The Double “T” - Tradition and Technology
Zimbabwe reportedly plans to introduce a gold-backed digital currency to enhance financial stability and reduce the country's reliance on foreign currencies. The country's Reserve Bank has partnered with a fintech company to develop a blockchain-based platform for trading its gold reserves. The platform is set to issue a digital currency backed by those reserves.
This gold-backed digital currency represents a modern twist on the concept of using gold as currency which dates back thousands of years, around 500 BC. With abundant gold in Zimbabwe, this new currency combines the convenience and efficiency of digital transactions with the stability and value of gold. This move is significant for Zimbabwe, which has faced economic challenges, including hyperinflation, local currency devaluation, and a shortage of foreign currency that has impacted its ability to import goods and services.
Benefits of the Modern Twist
Zimbabwe's gold-backed digital currency could provide a secure and stable means of exchange, enabling more people to participate in the formal economy, driving economic growth, and reducing poverty by empowering more individuals and businesses to access financial services.
Moreover, the gold-backed digital currency could help drive digital inclusion by promoting blockchain technology. The blockchain-based platform being developed for trading Zimbabwe's gold reserves could serve as a model for other blockchain-based initiatives in the country, such as land ownership or supply chain management. By promoting the adoption of blockchain technology, Zimbabwe could position itself as a leader in developing innovative solutions for social and economic challenges, driving digital transformation and sustainable development.
In addition to improving financial stability, the new currency could boost the country's gold industry. As one of the largest gold producers in Africa, the platform could provide a new avenue for trading the country's gold reserves, attracting new investors and boosting the industry's growth.
Gold-Backed Digital Currencies Over the years
Over the years, the emergence of gold-backed digital currencies has been met with challenges such as embezzlement, regulatory pushback, and susceptibility to online fraud. An example is E-Gold, and Gold & Silver Reserve, Inc, which The US Department of Justice indicted in 2007 for money laundering, conspiracy, and operating as an unlicensed money-transmitting business. However, despite these setbacks, the concept of gold-backed digital currencies continues to evolve and garner attention as a potential solution to economic instability.

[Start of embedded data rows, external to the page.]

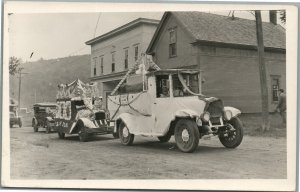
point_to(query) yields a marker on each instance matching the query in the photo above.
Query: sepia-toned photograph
(109, 96)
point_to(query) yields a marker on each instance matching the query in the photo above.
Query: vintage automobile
(14, 118)
(167, 104)
(76, 113)
(43, 116)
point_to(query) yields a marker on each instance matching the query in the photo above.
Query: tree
(262, 73)
(282, 16)
(14, 65)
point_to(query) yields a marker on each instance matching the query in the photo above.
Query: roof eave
(233, 45)
(123, 28)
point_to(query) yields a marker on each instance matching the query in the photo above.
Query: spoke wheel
(35, 126)
(186, 135)
(126, 137)
(61, 135)
(48, 127)
(233, 138)
(116, 135)
(165, 138)
(83, 135)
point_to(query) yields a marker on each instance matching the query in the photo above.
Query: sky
(56, 35)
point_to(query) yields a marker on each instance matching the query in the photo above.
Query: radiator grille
(215, 108)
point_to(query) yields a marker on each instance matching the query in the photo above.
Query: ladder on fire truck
(141, 61)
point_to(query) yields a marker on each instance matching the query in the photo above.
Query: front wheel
(186, 135)
(125, 137)
(232, 138)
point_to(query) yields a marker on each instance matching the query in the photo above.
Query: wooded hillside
(40, 84)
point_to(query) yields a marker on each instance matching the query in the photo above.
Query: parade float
(76, 113)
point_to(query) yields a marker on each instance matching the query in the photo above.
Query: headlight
(227, 115)
(205, 117)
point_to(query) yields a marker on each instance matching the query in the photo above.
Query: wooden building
(115, 52)
(225, 49)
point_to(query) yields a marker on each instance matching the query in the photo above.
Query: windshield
(11, 114)
(191, 82)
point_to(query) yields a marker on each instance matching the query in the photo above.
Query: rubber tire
(83, 135)
(165, 138)
(61, 135)
(194, 135)
(35, 127)
(125, 140)
(237, 124)
(116, 135)
(48, 127)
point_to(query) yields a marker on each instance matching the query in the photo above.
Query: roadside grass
(252, 125)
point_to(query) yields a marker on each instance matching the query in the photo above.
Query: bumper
(100, 130)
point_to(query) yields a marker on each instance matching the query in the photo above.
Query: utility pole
(20, 82)
(262, 73)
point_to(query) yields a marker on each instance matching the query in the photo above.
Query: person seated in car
(98, 103)
(165, 92)
(178, 92)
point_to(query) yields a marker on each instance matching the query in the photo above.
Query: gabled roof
(45, 104)
(122, 29)
(206, 27)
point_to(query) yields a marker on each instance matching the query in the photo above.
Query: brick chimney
(273, 17)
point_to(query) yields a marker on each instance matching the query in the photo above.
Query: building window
(172, 43)
(101, 65)
(113, 62)
(95, 66)
(136, 53)
(126, 59)
(275, 80)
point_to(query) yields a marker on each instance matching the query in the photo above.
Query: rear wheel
(232, 139)
(48, 127)
(83, 135)
(125, 136)
(61, 135)
(20, 123)
(165, 138)
(35, 126)
(186, 135)
(116, 135)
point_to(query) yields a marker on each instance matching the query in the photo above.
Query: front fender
(82, 122)
(186, 113)
(49, 119)
(136, 124)
(88, 123)
(126, 118)
(235, 112)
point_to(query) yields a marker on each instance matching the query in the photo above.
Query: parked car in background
(43, 116)
(14, 119)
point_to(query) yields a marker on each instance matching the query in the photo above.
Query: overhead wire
(97, 24)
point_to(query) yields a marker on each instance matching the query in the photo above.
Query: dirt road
(44, 156)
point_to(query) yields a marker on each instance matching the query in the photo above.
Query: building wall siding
(138, 36)
(230, 74)
(186, 53)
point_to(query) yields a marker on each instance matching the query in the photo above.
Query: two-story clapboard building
(225, 49)
(113, 53)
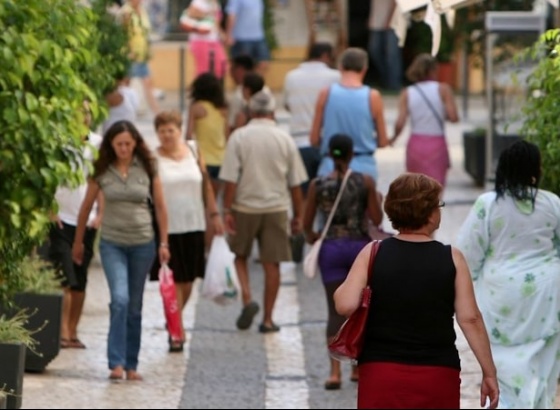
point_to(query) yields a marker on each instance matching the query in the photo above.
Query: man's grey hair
(262, 103)
(354, 59)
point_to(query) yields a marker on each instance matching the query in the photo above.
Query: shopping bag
(170, 306)
(311, 261)
(220, 282)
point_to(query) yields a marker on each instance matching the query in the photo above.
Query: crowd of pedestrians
(233, 171)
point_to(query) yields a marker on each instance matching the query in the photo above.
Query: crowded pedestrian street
(221, 366)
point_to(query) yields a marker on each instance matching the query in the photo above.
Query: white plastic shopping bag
(220, 282)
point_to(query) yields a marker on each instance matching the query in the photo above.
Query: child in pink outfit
(202, 20)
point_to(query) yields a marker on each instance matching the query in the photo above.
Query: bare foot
(354, 376)
(117, 373)
(133, 375)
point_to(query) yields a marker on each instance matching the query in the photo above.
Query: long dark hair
(107, 154)
(519, 171)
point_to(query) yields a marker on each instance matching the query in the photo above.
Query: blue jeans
(126, 269)
(385, 53)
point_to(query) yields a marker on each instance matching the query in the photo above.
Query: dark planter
(47, 317)
(474, 146)
(475, 155)
(12, 360)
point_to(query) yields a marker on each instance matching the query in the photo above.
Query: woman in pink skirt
(202, 20)
(429, 104)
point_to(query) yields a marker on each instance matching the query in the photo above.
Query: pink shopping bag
(170, 306)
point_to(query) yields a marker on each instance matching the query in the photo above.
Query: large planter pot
(12, 365)
(474, 146)
(47, 317)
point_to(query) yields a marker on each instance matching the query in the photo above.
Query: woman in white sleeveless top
(190, 201)
(429, 104)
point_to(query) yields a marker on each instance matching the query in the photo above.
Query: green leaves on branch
(542, 109)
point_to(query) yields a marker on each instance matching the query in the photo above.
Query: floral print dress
(513, 253)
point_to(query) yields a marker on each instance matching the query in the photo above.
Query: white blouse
(182, 190)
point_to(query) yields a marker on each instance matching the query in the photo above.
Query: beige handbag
(311, 261)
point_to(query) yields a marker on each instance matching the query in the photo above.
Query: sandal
(117, 373)
(248, 312)
(76, 343)
(332, 385)
(133, 375)
(268, 329)
(175, 346)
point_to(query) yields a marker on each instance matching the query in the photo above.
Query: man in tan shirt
(263, 172)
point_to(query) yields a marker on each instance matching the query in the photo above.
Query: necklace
(404, 233)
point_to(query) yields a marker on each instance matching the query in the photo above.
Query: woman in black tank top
(409, 358)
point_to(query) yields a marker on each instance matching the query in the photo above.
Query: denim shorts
(256, 49)
(140, 70)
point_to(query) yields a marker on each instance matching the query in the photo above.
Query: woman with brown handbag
(409, 358)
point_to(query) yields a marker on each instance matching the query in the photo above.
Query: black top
(350, 218)
(412, 307)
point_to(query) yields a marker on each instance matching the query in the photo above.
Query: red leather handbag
(348, 341)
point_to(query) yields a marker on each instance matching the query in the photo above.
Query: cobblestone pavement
(222, 367)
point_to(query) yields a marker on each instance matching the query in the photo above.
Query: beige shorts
(271, 232)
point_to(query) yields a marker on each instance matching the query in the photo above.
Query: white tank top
(182, 190)
(423, 120)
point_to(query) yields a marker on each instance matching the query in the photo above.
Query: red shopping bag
(170, 306)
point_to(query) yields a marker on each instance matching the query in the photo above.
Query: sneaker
(247, 315)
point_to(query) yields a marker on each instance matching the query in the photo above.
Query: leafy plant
(13, 329)
(447, 43)
(541, 111)
(269, 33)
(39, 276)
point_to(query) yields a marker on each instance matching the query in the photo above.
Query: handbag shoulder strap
(335, 205)
(425, 98)
(374, 248)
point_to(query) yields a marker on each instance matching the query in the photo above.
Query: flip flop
(330, 385)
(247, 315)
(268, 329)
(76, 343)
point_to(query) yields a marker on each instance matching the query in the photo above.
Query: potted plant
(15, 339)
(41, 293)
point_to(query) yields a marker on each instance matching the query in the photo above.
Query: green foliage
(447, 43)
(541, 112)
(54, 55)
(38, 276)
(269, 33)
(13, 329)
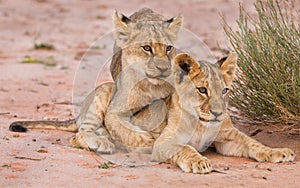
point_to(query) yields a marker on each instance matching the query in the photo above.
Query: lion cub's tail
(22, 126)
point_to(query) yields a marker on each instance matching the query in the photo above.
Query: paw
(276, 155)
(92, 141)
(197, 165)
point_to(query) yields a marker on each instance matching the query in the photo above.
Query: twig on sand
(28, 158)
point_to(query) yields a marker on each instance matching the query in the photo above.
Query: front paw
(197, 165)
(276, 155)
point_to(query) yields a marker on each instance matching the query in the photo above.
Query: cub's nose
(162, 70)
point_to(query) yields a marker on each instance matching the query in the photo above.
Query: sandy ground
(37, 91)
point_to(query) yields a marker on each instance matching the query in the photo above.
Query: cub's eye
(147, 48)
(224, 91)
(169, 48)
(202, 90)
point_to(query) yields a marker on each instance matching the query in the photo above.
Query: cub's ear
(228, 66)
(184, 65)
(121, 24)
(174, 25)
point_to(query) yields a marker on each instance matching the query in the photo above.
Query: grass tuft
(268, 47)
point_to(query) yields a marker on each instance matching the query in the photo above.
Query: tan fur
(196, 118)
(142, 80)
(139, 74)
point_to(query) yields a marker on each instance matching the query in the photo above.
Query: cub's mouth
(162, 75)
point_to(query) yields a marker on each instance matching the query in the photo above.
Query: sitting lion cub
(198, 117)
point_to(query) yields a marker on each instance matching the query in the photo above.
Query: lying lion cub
(198, 116)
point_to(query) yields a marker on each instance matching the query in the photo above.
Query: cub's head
(147, 44)
(203, 87)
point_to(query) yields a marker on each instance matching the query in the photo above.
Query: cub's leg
(190, 160)
(232, 142)
(91, 132)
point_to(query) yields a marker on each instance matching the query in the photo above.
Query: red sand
(34, 91)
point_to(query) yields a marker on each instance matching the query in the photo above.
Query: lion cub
(198, 118)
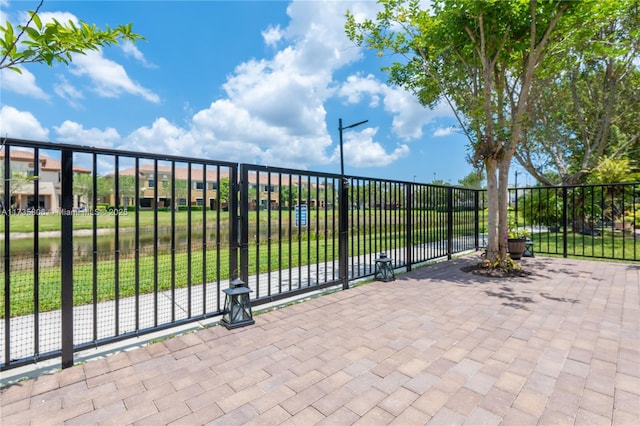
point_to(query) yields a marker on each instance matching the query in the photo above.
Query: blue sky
(261, 82)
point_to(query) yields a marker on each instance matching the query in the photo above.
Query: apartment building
(25, 172)
(155, 186)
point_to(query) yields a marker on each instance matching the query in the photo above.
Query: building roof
(46, 163)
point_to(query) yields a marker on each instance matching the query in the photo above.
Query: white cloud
(409, 116)
(130, 49)
(360, 150)
(68, 92)
(109, 78)
(22, 83)
(272, 35)
(20, 125)
(71, 132)
(162, 136)
(444, 131)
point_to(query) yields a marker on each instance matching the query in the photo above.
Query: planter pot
(516, 247)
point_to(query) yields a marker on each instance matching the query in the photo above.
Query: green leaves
(55, 42)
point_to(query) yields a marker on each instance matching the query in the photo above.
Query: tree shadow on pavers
(513, 300)
(559, 299)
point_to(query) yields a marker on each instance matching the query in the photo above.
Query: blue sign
(301, 215)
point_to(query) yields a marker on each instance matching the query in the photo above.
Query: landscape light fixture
(384, 269)
(237, 305)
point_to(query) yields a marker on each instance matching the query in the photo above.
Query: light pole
(343, 223)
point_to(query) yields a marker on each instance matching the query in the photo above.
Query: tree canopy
(38, 42)
(481, 58)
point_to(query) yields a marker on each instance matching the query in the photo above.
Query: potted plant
(517, 242)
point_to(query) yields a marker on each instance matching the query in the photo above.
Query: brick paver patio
(436, 346)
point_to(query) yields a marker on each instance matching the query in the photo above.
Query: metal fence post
(238, 220)
(449, 222)
(476, 219)
(343, 224)
(409, 221)
(66, 264)
(565, 219)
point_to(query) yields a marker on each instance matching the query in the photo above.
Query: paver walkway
(436, 346)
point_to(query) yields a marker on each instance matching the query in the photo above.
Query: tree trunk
(503, 204)
(493, 244)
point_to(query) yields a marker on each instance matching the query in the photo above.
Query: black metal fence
(104, 245)
(596, 221)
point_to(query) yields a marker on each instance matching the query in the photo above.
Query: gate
(102, 245)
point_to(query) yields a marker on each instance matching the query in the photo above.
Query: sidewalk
(436, 346)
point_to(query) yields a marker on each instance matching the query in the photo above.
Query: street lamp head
(351, 125)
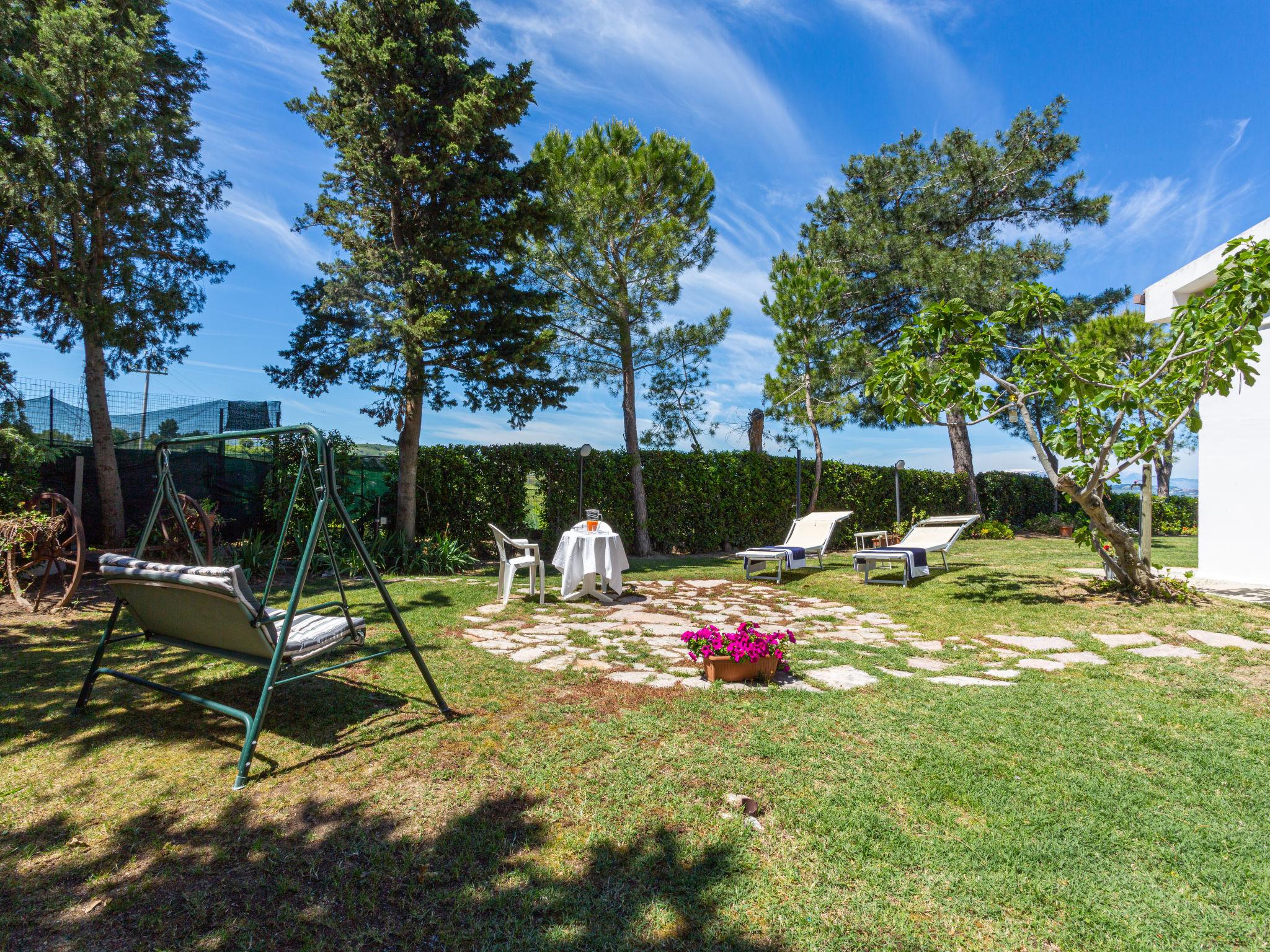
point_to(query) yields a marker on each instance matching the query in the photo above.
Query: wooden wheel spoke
(59, 551)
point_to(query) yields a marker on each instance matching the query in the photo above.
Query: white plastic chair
(508, 566)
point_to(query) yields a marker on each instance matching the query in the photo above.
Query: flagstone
(630, 677)
(1214, 639)
(926, 664)
(1078, 658)
(842, 677)
(1166, 651)
(495, 644)
(796, 684)
(694, 682)
(641, 617)
(533, 654)
(484, 633)
(1124, 640)
(1034, 643)
(1041, 664)
(664, 681)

Will The “Shiny” Approach Pay Off for Zimbabwe?
This is not Zimbabwe’s first time to tout gold as a ticket to beating inflation. In 2022, Zimbabwe's government released gold coins, Mosi-oa-Tunya, to combat the black market and stabilise their currency. Although the Reserve Bank of Zimbabwe viewed the introduction of these coins as a success, with 1,500 coins sold in the first week and 4,475 coins in less than two months, reports suggest that they were only accessible to high earners and big companies due to cost. The average annual salary of US$2,600 for a civil servant in Zimbabwe is insufficient to afford them. Issues were also identified with the timing of re-sale and certificates of purchase. Purchasers were only allowed to sell six months after purchase which was not feasible for traders operating daily and grappling with daily living, not savings. Certificates of purchase were registered under the name of the original purchaser and not under the current purchaser, which raises the issue of registration costs and procedures.
Though the government has maintained that this new gold-backed digital currency will complement the Mosi-oa-Tunya by being the digital representation of the gold coins, the effectiveness of this “shiny” approach remains uncertain. There are challenges to ensuring that this currency is accessible to all members of society, including those who are not digitally savvy and those without access to digital infrastructure. Quoting the POTRAZ Second Quarter Report of 2022, the ICT Minister, Jenfan Muswere, noted that 50% of Zimbabwe’s population has no access to the internet, indicating that a large proportion of the population may struggle to access digital financial services. This would require education, training, and physical locations for currency exchange to address.
More so, transparency and accountability issues have been raised about Zimbabwe's gold reserves management. In April 2023, Al Jazeera aired a documentary series named "Gold Mafia”, which uncovered the illegal export of gold from Zimbabwe by international criminal gangs with close connections to the Reserve Bank of Zimbabwe and senior government officials. The four-part series detailed how these gangs purchased gold in Zimbabwe and smuggled it to countries like Dubai. The government has control over the country's gold reserves. It is crucial to ensure that gold is managed transparently and that the benefits of the currency are distributed fairly and equitably across society.
Zimbabwe's plans for a gold-backed digital currency represent an innovative approach to addressing the country's economic challenges. While it remains to be seen how successful the new currency will be, it represents an exciting development in the evolution of digital currencies and using precious metals as a means of exchange. However, challenges must be addressed, including ensuring accessibility for all members of society and transparency in managing the country's gold reserves.